Pott College of Science and Engineering, University of Southern Indiana


The purpose of this study was to examine the effects different characteristics of Nyssodesmus python had on the defense mechanisms of the organism. The defense mechanisms of N. python include: curling into a spiral and chemical defense. It was predicted that sex would not affect defense mechanisms, whereas size and level of calcification would. Populations were found in two locations: La Estación Biológica Monteverde and San Gerardo on different sides of the continental divide. One hundred and twenty millipedes were collected, 42 in Monteverde and 78 in San Gerardo. They were artificially threatened, and the time spent in a protective position and the release of toxin were recorded. The size of the individuals and level of calcification were also recorded. T-tests and chi-squared tests showed that there were significant differences in the defense mechanisms of males and females. Regression analysis showed a significant trend between size of an individual and the time it remained in the protected position, but the relationship may not be due to causation. The millipedes of different populations had some distinctive morphological and behavioral characteristics; additionally, there was a significant difference in their length of time spent in a curled position.


El objetivo de este estudio fue examinar los efectos de las diferentes característcas de Nyssodesmus python sobre los mecanismos de defensa de estos organismos. Los mecanismos de defensa de N. python incluyen: doblarse sobre sí mismos y la defensa química. Se predijo que el sexo no afectaría a los mecanismos de defensa, mientras el tamaño y el nivel de calcificación si lo harían. Los individuos se encontraron en dos lugares: La Estación Biológica Monteverde y San Gerardo, en lados diferentes de la división continental. Ciento veinte milpiés se estudiaron en total, 42 en Monteverde y 78 en San Gerardo. Se amenazaron artificialmente, y se registraron el tiempo que pasaron en una posición protectiva y la presencia de la secreción de toxina. También se anotaron el tamaño de los individuos y el nivel de calcificación. Los experimentos indicaron una relación significativa entre el sexo de un milpiés y sus mecanismos de defensa. El análisis de regresión mostró una relación significativa entre el tamaño del individuo y el tiempo que pasó en una posición protectiva. Los milpiés de poblaciones diferentes mostraron diferencias morfológicas y etológicas características; hubo una diferencia significativa en el tiempo en que permanecieron en una posición protectiva.


Nyssodesmus python, commonly known as the large forest-floor millipede, is usually found on the Caribbean slope of Costa Rica in patches of uncut understory. They feed primarily on rotting wood, like most other Polydesmidae, and are important decomposers in the rainforest ecosystem (Heisler 1983).

Adult N. python have twenty body segments, nineteen of which display a pair of horizontal keels that are large and flat, resembling a large isopod.
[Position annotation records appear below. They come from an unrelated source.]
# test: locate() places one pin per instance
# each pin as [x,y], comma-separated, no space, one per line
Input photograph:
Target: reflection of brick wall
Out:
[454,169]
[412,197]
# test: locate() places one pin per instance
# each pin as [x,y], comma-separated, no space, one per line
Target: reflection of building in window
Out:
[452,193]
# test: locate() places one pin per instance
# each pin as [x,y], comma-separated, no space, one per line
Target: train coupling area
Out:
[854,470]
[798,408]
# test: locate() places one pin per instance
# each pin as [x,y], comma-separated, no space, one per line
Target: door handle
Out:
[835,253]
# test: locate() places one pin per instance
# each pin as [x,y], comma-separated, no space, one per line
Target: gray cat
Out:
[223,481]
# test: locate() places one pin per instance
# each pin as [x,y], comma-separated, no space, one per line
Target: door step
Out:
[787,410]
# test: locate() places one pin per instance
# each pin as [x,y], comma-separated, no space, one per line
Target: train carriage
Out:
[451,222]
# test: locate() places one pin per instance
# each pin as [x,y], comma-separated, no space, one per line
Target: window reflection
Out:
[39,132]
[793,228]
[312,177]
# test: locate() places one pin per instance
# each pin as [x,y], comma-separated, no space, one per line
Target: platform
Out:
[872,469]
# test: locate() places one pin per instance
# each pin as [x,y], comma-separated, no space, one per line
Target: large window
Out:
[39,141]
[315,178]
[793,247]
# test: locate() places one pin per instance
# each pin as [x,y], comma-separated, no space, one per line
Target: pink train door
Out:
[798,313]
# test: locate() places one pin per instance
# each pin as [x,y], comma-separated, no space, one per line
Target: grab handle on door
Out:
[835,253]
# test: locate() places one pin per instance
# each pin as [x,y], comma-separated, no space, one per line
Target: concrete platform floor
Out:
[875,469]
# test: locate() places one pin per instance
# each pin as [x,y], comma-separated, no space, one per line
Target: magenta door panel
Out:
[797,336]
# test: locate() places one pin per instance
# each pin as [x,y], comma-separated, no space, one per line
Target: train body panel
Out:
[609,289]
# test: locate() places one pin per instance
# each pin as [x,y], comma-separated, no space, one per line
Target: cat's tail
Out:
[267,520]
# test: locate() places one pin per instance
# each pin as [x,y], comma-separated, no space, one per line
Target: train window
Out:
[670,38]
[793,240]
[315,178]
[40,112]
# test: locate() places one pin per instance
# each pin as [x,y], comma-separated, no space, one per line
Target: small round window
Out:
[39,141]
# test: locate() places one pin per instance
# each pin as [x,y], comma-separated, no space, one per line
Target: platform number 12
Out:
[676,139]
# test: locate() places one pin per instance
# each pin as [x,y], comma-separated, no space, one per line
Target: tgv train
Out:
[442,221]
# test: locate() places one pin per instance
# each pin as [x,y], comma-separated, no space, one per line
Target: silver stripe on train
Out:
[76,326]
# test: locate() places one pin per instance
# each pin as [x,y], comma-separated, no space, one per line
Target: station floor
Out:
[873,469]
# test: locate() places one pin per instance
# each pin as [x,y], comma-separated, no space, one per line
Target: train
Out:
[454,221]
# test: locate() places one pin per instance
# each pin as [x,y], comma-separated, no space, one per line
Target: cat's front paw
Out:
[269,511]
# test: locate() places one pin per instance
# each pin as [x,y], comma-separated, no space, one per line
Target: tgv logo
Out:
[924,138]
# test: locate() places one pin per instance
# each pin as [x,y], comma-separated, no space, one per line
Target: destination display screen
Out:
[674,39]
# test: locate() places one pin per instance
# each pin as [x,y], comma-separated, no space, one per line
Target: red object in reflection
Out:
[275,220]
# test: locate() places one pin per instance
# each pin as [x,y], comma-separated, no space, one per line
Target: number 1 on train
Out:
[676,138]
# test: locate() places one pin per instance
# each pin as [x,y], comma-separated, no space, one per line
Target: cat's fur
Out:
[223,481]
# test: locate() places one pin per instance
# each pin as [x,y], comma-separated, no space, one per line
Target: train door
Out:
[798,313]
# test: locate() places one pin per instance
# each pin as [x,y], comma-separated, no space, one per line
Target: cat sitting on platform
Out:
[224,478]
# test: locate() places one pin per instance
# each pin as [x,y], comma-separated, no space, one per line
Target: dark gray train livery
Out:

Individuals are dull light yellow with two dark brown longitudinal stripes running down their backs. Sex can be easily determined because on the ventral side of the seventh body segment of male individuals, the first pair of legs is modified into a set of small curved “gonopods.” These structures are used in the transfer of sperm to the female millipede. Additionally, female N. python at 70-100 mm in length are larger than males, who measure on average 65-90 mm (Heisler 1983).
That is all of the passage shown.